The Tories have sought to burnish their credentials as the party of business by criticising the proposed rise in capital gains tax. On Northern Rock, however, they are playing a more populist game.
Here the priorities are depositors and taxpayers, according to David Cameron, the party leader. The shareholders are – to paraphrase – almost an irrevelance. With stormy scenes expected at today’s extrardinary meeting of the stricken bank’s shareholders, the issue is highly political. Few observers want these investors to seize total control of Northern Rock’s future.
But only the Liberal Democrats have come out with explicit plans for how the company’s investors would be dealt with in the event of a possible nationalisation (which is not yet a given). The third party has an obvious distaste for the hedge funds who bought into Northern Rock after it was already deeply in trouble. On the other hand, it sympathises with the thousands of small shareholders who have held stock since the demutualisation of the group. Its proposition is that shareholders should be given some form of “option or warrant” to benefit in any upside when – after a temporary period of public ownership – the bank is returned to the private sector.

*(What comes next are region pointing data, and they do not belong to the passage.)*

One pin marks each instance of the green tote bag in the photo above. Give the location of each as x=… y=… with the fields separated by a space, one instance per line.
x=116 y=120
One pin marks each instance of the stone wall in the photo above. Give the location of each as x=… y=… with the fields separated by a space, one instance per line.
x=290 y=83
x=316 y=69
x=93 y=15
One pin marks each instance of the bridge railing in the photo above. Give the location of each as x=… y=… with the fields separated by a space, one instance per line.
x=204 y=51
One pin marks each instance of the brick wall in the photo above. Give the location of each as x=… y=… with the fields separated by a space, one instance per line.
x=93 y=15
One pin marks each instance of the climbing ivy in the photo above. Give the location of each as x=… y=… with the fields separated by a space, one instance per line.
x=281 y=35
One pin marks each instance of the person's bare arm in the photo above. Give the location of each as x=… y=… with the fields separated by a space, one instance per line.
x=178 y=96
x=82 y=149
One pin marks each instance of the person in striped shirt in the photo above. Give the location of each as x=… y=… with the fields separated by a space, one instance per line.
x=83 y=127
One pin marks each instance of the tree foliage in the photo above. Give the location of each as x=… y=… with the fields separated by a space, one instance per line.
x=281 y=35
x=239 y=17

Shareholders should be grateful for getting anything out of the wreckage given that the shares would be “worthless” without government support, said Vince Cable, Treasury spokesman for the Lib Dems, at a press conference yesterday. But he added: There is a feeling that shareholders should get something.”
Contrast that with an appearance by Mr Cameron in which he appeared to have given the matter of shareholders almost no thought. He admitted that because he was not involved in the negotiations he did not know how the situation would play out. “I hope the private deal goes ahead and can be done in a way that protects the taxpayer,” he said at yesterday’s press conference. The first priority were the depositors and the taxpayers.
Asked whether he thought shareholders should be compensated in some way, he replied: “I don’t think it is possible to answer that question at the moment,” he said. It was the Conservative party which laid the foundations for widespread share ownership among the public through a string of over-subscribed privatisations in the 80s. Has this been forgotten?